WEDNESDAY WHY SERIES Week 3: Lunch Crowd
In a post-pandemic world, with tons of people working from home (and no plans to return to an office), the #upperwestsidephx has an increased daytime population and demand for lunch options. The increase in density and population, plus the increase in working from home, has made the suburbs more desirable as less residents commute. Workers are looking to get out of the house and conduct meetings over lunch, rather than in an office. With TSMC and other large employers coming to the West Valley, the daytime population is expected to continue to increase. In addition, the NW Valley is home to a huge entrepreneurial community, affluent and active retirees with disposable income, and stay-at-home parents all looking for a great spot for a lunch!

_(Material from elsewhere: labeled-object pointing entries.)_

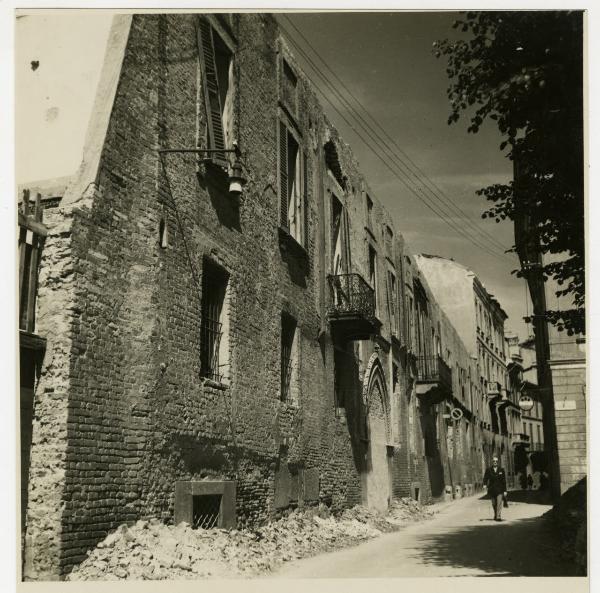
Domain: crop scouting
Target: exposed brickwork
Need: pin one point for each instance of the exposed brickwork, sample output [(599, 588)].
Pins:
[(122, 411)]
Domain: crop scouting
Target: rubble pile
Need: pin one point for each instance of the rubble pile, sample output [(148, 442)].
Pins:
[(150, 550)]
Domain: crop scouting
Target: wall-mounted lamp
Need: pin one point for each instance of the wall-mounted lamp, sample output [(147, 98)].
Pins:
[(236, 177)]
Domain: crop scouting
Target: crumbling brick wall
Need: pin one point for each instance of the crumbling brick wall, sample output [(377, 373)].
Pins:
[(122, 411)]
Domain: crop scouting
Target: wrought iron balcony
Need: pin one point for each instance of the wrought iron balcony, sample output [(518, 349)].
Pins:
[(434, 372), (494, 389), (352, 307)]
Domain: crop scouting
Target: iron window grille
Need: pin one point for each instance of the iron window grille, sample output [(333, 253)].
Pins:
[(288, 331), (214, 285), (206, 511)]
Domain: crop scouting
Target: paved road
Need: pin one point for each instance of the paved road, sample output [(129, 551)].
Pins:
[(461, 540)]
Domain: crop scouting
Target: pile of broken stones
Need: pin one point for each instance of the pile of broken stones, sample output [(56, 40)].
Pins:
[(151, 550)]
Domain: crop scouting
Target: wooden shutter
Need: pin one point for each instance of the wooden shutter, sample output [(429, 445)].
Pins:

WEDNESDAY WHY SERIES Week 4: Staffing
This is something we heard was an issue pre-pandemic in our area, but now it is an issue EVERYWHERE, and definitely not unique to the #upperwestsidephx. We won’t even attempt to tackle this huge problems, as it is currently a global issue across all industries. The West Valley has strong workforce development programs and we are optimistic that as our community grows, so will our workforce. In the meantime, let's all be patient with local businesses as they struggle to stay fully staffed to serve our community!

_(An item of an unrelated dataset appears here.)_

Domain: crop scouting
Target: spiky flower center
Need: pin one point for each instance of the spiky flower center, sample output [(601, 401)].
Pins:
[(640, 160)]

WEDNESDAY WHY SERIES Week 5: Not a Proven Market
We’ve previously been told that upscale businesses are hesitant to come to our area because it is “not a proven market.” We would like to cite the success of Life Time Happy Valley Peoria and Cold Beers & Cheeseburgers, both of which are always packed and not inexpensive, as proof of success in this market. Life Time has the resources to perform extensive market research and they told us they “put a bullseye on North Peoria.” Cold Beers & Cheeseburgers went in a location where multiple restaurants had previously failed, they sell $15+ burgers, and they are doing so well that they are now bringing Bourbon & Bones to the #upperwestsidephx. Our community CAN and WILL support more upscale businesses! We’re ready for you Whole Foods Market, Postino WineCafe, Flower Child, and Drybar (just to name a few)!

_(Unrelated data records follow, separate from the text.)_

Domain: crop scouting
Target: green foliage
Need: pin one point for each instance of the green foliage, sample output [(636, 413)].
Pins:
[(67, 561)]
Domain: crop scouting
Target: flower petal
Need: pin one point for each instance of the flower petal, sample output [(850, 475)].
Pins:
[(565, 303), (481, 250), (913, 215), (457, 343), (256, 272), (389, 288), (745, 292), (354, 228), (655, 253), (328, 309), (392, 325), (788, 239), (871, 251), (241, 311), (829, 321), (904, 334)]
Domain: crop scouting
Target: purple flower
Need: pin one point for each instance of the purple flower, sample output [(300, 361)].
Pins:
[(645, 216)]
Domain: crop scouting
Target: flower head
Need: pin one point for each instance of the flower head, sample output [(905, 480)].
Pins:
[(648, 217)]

WEDNESDAY WHY SERIES Week 6: Available Commercial Spaces
In the current market there are not a lot of vacant commercial spaces, so it’s can be difficult for businesses to find a location to go into on the upperwestsidephx. Many shopping centers that do have vacant spaces have restrictions related to parking. For example, restaurants legally require more parking spaces than something like a dental office. Another issue is that many tenants have non-compete clauses in their contracts, so something like Whole Foods would be blocked from going in the same center as Sprouts, even if there was a space. As more commercial centers are built, this may help alleviate some of the problem, however, many tenants can’t or don’t want to build from the ground up because of the cost associated with it. The same thing goes for some older buildings. Depending on the condition, they may need to be completely gutted to be useable, and that is an expensive undertaking. In other cases, businesses want to own the land and/or building, rather than lease, and there are not a lot of available commercial businesses for sale. Land is expensive in this area to buy and build on, as well.